Wednesday, August 09, 2006

He stood there, silent; long, thin hand on long, thin hip, between long, thin leg and long, thin belly. His hair had molded itself into some sort of bush Mohawk. Perhaps the Bri-Bri, in their wooden shacks built snug against the jungle hills above the town, this town wedged carelessly between jungle and sea. Perhaps they wore their hair so. At any rate the hair seemed shaped to ward off evil spirits, which were, no doubt, more visible to him. I saw only madness, and something in the eye, it seemed, a pain, or human empathy, an open window, unguarded, of a soul in hiding. Traipsing up and down the dusty town square, sometimes with machete, more often carrying a long, thin walking stick that bowed as he leaned against it. At night, in the town square, resting dolefully at the windows and open doors, as close as he was allowed, later, when most tourists found their beds, he would slide in the back with a few others and dance in the late evening darkness. At that late hour, in that brightly painted wooden room, in that town so seemingly “beyond”, there was nothing to do but to move, and nothing, indeed, to stop you.

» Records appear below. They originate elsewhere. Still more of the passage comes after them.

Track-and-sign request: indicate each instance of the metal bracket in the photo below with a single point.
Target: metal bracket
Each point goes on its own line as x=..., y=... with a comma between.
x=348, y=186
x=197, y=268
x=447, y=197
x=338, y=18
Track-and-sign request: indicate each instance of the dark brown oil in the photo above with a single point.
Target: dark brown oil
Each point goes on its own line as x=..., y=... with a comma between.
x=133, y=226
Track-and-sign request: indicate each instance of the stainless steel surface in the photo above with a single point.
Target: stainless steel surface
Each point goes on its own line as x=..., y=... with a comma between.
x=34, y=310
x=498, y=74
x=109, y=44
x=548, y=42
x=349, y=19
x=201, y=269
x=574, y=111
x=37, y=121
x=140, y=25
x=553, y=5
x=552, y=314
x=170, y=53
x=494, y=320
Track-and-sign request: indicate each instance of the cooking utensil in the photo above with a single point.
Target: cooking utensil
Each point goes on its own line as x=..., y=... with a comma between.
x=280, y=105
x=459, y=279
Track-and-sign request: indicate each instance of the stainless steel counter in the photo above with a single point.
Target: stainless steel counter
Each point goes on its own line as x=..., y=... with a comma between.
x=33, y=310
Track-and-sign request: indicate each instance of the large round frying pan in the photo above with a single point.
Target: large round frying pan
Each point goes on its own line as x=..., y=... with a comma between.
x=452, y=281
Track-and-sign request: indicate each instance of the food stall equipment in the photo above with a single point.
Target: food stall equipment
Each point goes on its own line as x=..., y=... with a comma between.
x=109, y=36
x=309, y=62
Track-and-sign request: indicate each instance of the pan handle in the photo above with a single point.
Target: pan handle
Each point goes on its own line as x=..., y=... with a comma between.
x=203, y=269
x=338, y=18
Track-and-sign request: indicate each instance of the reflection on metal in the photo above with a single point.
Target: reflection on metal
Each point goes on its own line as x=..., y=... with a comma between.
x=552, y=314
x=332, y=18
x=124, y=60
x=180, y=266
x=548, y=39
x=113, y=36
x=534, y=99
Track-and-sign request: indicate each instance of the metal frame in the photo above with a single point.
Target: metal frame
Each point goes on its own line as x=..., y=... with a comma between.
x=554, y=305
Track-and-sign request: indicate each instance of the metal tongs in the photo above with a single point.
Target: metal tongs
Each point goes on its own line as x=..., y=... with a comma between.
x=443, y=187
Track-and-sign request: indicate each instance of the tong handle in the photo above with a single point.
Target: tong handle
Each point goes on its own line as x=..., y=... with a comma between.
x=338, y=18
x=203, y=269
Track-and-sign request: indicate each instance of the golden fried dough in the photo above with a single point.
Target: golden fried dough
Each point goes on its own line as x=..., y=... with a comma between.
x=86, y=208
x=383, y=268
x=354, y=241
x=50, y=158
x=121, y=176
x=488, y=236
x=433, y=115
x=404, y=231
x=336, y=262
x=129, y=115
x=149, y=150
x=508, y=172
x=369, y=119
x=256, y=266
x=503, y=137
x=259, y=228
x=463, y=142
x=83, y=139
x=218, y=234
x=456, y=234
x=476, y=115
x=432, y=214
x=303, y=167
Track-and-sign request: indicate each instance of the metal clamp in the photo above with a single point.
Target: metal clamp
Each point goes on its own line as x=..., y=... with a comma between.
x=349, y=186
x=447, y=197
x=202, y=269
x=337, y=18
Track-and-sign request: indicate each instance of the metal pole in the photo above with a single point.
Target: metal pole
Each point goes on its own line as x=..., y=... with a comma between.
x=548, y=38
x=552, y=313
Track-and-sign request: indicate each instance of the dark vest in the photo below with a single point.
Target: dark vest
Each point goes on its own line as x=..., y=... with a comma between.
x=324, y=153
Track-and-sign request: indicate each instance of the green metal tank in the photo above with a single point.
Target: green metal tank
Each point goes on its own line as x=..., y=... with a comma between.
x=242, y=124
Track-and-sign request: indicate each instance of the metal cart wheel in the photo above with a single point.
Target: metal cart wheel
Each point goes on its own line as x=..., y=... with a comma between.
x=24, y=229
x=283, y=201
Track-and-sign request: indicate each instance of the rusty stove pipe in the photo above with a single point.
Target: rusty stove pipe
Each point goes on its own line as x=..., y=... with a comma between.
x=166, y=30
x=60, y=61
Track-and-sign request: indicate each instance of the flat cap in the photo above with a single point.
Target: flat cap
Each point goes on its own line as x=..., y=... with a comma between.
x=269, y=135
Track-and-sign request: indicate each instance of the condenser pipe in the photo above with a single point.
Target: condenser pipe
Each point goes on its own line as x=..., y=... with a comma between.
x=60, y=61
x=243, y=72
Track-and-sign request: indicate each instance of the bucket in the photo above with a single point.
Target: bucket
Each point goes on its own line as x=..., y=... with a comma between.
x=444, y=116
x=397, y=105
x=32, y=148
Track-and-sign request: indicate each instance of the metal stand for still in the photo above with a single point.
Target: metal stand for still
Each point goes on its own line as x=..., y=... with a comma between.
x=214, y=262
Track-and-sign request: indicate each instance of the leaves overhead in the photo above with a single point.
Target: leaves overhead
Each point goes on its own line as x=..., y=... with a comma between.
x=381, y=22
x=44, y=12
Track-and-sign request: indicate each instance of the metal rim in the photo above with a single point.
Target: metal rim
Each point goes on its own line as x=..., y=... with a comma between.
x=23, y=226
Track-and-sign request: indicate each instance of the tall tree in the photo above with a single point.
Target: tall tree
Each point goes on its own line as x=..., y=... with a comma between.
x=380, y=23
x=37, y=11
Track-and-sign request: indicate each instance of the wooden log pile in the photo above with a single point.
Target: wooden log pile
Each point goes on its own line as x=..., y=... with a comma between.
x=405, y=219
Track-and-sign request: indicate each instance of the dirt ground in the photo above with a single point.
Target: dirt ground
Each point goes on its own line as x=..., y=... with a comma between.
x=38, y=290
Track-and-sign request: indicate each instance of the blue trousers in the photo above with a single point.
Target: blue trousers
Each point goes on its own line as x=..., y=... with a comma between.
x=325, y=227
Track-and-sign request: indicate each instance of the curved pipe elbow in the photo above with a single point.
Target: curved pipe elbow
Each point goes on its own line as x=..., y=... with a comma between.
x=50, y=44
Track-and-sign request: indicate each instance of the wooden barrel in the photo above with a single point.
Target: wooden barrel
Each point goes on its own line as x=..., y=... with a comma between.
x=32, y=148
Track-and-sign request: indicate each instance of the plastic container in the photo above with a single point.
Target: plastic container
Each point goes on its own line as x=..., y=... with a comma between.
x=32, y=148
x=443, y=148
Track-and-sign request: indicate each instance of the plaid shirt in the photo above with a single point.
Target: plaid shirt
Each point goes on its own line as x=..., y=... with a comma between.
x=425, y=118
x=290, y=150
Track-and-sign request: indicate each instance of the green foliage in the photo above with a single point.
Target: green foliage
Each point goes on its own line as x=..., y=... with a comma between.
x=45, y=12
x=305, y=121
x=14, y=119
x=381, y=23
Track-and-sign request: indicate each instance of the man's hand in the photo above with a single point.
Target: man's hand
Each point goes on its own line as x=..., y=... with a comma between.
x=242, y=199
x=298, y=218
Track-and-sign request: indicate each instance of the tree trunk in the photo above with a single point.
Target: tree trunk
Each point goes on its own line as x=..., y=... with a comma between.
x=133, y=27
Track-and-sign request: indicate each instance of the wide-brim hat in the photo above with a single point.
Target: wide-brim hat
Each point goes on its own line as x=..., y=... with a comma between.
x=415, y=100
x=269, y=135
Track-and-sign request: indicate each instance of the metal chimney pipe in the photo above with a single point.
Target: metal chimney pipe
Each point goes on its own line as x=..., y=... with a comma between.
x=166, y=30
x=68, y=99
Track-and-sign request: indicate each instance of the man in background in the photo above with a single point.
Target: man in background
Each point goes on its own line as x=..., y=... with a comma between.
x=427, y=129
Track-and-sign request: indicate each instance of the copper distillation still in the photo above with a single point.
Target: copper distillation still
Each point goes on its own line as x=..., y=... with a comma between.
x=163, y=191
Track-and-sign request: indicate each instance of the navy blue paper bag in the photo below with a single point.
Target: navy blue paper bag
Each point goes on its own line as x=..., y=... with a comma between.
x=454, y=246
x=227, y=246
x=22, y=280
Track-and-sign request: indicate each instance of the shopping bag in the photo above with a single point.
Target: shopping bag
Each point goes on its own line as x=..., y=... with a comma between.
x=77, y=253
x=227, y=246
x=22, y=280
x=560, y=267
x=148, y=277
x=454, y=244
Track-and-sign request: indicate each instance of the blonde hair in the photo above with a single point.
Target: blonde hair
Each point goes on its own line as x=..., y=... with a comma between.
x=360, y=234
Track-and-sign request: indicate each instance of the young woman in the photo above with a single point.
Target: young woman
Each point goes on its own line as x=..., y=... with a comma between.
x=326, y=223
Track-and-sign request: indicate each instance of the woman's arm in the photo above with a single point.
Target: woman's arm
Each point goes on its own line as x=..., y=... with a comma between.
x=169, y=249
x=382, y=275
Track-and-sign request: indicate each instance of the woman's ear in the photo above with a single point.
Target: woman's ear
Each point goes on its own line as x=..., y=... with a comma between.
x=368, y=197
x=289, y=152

Like from a trance, the night would emerge once more into day, and whenever I fell out of bed to return there, under beating sun of noon, or later, he would be there, somewhere along the road, scuffling off to fish, or rather sit beneath the trees, upon the dead reefs, gazing out at the sea in crack-eyed contentment; or if not, perhaps in hunger, longing for a mother long since gone, a past that never was, and some forgotten future lost to time.

2 Comments:

Blogger rubiconvict said...

wow. you're having a very different New York experience that I, my friend? holy shit. is it that i live in the Upper East Side that I'm missing the bush men dancing and all that? call me next time you see them. promise me that.

on another note, something in this reminds me of Henderson, the Rain King. Just throwin' it out there like a rolled up booger from my nose full of brilliant thoughts and anecdotes. Ahh, nose thoughts.

8:14 PM  
Blogger DuChamp Fitz said...

Only seen in my mind's eye, memories of Cahuita, a little Caribbean town between Costa Rica and Panama. I don't know Henderson's the Rain King, which I now see from a search is actually Bellow's Henderson the Rain King, which would be better as Henderson's Bellow the Rain King, I think, but, of course, I was never asked. I'll have to check it out, which is exciting, since I've never had cause to read Saul Bellow before!